A Two-Stage Approach to Missing Data: Theory and Application to Auxiliary Variables
Victoria Savalei, UBC
Abstract:
Covariance structure analysis is concerned with testing hypotheses about the structure of the population
covariance matrix. Applications include simultaneous equation models, factor models, and full structural
equation models. In the presence of missing data, a popular ad-hoc approach to conducting such an analysis
is to first obtain the saturated maximum likelihood (ML) estimate of the covariance matrix (sometimes called
the ``EM covariance matrix''), and then to proceed to estimate the structured parameters treating this matrix
as if it were obtained from complete data. This two-stage (TS) approach is appealing because the first stage
is easily done, and the second stage reduces the problem to a familiar complete data problem. An additional
advantage of the TS approach is that it allows for easy incorporation of auxiliary variables in stage 1,
which may be important in predicting missingness, yet allows to completely ignore them in stage 2, reducing
dimensions of the problem.

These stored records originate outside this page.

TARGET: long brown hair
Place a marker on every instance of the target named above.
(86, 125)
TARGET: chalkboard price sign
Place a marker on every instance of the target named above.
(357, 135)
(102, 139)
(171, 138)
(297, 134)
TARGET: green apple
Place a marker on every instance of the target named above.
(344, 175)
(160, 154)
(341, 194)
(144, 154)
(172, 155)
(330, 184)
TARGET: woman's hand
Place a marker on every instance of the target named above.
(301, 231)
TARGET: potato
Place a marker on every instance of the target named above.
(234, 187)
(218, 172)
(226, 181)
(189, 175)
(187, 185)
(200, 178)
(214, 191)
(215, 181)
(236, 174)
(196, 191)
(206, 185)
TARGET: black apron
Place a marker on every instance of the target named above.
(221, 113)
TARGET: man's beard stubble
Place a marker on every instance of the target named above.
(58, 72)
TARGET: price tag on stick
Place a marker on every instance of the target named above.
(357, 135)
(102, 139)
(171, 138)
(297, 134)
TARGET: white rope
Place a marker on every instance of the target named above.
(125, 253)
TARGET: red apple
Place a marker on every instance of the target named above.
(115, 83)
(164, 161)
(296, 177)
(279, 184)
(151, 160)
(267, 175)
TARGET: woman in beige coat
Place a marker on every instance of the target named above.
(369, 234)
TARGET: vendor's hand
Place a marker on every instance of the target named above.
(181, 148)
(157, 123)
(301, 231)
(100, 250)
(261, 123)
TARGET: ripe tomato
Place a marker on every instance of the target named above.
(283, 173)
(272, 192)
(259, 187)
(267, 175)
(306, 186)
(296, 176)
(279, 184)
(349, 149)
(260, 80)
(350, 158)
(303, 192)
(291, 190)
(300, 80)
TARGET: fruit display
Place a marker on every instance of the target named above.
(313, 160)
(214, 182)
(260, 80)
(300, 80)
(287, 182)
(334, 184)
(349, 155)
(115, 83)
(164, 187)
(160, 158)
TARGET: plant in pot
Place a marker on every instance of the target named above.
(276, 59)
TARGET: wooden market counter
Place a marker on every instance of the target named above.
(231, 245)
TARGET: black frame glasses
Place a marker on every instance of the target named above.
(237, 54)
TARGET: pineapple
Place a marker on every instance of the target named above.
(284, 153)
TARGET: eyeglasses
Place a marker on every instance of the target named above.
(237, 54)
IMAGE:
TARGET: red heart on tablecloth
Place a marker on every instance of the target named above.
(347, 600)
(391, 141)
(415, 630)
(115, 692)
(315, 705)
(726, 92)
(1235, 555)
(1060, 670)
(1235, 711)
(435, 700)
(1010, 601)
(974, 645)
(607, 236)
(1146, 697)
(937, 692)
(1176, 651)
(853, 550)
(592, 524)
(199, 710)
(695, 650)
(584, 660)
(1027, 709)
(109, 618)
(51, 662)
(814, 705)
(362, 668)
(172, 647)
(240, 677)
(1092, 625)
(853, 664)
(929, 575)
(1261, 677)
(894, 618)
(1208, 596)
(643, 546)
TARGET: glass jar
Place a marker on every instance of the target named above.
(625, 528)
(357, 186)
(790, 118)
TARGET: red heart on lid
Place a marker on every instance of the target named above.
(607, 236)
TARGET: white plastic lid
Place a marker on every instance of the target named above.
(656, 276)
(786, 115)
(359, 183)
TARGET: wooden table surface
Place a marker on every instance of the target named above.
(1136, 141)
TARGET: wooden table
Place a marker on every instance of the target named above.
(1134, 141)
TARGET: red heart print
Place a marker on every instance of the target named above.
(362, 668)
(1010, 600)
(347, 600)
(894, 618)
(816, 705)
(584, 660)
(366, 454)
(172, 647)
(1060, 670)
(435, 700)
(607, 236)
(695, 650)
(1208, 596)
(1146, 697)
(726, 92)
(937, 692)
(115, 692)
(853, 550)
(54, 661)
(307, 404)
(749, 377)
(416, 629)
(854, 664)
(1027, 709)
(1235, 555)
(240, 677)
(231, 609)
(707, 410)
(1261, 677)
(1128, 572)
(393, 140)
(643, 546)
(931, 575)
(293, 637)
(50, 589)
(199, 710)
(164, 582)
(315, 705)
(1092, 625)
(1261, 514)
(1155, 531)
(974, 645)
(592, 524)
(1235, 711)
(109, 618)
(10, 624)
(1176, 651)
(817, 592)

The main disadvantage is that the standard errors and test statistics obtained in
stage 2 will not be correct. In this talk, I will describe how to obtain correct standard errors and test
statistics for the parameters obtained in Stage 2 of this approach, with both MCAR and MAR normally distributed
data. I compare this approach to a direct maximum likelihood approach. While the TS approach is marginally less
efficient, it performs extremely well, and its test statistic outperforms the test statistic from the direct ML
approach. The TS method is recommended for use with missing data.